After leaving Egypt, the Hebrews settled in the region of the Jordan, and entered upon a localised national existence. But for several centuries they made too small a mark to be remembered otherwise than by vague tradition; and even at their best, they cut no very large figure in the scheme of political news in the ancient world. There was but one period when they attempted, with any measure of success, to rival their powerful neighbours. This was the brief period when David and his son Solomon occupied the throne. The wars of David, if not so extensive as those of some of his contemporaries, have left no less sanguinary records of pillage and plunder than the records of other oriental conquests; and Solomon, under whose government the kingdom reached its apex of political glory, so far succeeded in vying with other kings, that his name became a byword of magnificence to later generations, though it probably did not dazzle his contemporaries. If the national tendency toward exaggeration has not played false to the facts, Solomon established a record, in one regard at least, that has not been equalled to this day: his harem of a thousand wives and concubines has no historical counterpart.

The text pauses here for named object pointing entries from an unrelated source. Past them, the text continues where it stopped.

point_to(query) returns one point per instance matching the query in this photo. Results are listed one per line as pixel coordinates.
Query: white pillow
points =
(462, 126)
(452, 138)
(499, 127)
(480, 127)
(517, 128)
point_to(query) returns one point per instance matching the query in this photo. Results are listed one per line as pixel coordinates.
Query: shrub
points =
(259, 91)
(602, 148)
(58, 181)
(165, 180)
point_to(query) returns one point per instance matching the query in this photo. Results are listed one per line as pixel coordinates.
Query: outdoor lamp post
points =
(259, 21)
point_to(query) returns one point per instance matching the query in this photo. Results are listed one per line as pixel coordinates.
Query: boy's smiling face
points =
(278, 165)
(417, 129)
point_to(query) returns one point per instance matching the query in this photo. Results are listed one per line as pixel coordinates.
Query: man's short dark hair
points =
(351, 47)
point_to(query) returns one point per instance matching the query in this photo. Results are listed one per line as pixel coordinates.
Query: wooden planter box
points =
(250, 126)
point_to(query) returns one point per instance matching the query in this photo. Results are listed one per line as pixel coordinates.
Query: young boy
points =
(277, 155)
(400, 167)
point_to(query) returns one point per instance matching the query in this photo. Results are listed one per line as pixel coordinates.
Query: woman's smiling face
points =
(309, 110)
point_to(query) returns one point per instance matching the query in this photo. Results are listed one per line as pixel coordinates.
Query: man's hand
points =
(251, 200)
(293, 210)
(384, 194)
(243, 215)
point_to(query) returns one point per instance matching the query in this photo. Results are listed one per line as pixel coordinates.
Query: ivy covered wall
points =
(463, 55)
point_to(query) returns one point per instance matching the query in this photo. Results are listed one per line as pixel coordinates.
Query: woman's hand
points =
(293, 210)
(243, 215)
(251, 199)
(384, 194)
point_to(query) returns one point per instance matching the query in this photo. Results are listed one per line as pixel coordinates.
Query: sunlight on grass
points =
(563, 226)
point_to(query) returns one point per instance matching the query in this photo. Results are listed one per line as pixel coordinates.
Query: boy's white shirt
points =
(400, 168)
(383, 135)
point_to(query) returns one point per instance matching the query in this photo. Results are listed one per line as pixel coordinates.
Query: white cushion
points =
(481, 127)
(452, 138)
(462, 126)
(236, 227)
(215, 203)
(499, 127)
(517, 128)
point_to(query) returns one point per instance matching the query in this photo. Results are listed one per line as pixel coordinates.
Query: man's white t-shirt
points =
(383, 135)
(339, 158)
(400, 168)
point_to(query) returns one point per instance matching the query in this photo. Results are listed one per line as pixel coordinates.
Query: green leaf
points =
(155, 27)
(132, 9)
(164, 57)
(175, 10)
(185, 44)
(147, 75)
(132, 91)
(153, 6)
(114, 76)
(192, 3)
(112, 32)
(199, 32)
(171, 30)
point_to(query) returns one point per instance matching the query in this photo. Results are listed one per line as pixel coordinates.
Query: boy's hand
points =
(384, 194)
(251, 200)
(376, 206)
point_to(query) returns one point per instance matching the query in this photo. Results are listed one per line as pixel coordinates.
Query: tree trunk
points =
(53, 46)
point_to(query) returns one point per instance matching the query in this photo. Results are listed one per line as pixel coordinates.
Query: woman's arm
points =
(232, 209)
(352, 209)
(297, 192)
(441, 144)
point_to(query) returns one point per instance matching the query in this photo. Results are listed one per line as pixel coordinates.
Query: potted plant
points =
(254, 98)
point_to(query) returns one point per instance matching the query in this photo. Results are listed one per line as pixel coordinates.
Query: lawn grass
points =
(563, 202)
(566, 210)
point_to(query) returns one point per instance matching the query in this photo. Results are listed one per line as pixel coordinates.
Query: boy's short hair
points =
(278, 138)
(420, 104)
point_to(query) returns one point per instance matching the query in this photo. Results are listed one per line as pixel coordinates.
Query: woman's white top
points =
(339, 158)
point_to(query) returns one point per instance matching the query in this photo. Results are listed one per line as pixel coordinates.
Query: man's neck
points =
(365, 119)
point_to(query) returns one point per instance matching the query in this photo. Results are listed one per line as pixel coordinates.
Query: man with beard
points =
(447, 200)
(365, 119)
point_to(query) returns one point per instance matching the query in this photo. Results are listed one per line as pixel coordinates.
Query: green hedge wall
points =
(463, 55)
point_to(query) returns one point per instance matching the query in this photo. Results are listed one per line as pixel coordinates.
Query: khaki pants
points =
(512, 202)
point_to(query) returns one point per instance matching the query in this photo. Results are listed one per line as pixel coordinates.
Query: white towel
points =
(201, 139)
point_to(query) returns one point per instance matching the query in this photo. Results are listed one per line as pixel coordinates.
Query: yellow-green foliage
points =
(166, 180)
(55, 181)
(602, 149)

Yet after all the Hebrew monarchy, in its golden age, must have seemed a petty state as viewed from the contemporary standpoint of the Egyptians, Babylonians, Assyrians, and, perhaps, even the Hittites. The absence of contemporary references is sufficient evidence of this fact. And after the death of Solomon almost every vestige of world-historical importance vanished from the divided Hebrew nation. The weak and senescent people, whose whole time of glory had compassed but two brief generations, was from this time on to struggle for national existence, with no thought of conquest; it asked only that it might be allowed to live. And this boon was vouchsafed, despite vicissitudes of fortune that would have pressed out the very life of almost any other nation.
The Assyrians and the Babylonians repeatedly put the Israelites to the sword; yet that conquered people maintained its integrity long after these persecutors had ceased to have national existence. In one sense, this time of decline had greater importance than any other period that preceded it, because its vicissitudes gave rise to that impassioned poetry of denunciation which remained, and will always remain, the chief glory of Hebrew history. Thanks largely to this poetry, the Hebrews first began to have a truly world-historical importance some centuries after the Romans effected their final dispersion. All through their life as an autonomist nation they vainly strove to vie with their neighbours in royal power, looking out upon other peoples jealously, and accepting their own insignificance with angry protest. Yet by a strange irony of fortune the despised Hebrew was to be chiefly responsible for preserving the memory of his more glorious contemporaries. For two thousand years the swords of the Assyrians and Babylonians were remembered chiefly because the stylus of the Hebrew scribe had told of their prowess.
OUR SOURCES
A little over half a century ago James Ferguson, the historian of architecture, commented on the lack of Hebrew records as follows:
“It is one of the peculiarities of the Jewish history, and certainly not one of the least singular, that all we know of them is derived from their written books. Not one monument, not one sculptured stone, not one letter of an inscription, not even a potsherd, remains to witness by a material fact the existence of the Jewish kingdom. No museum ever possessed a Jewish antiquity, while Egypt, Assyria, Greece, and all the surrounding countries teem with material evidence of former greatness, and of the people that once inhabited them.”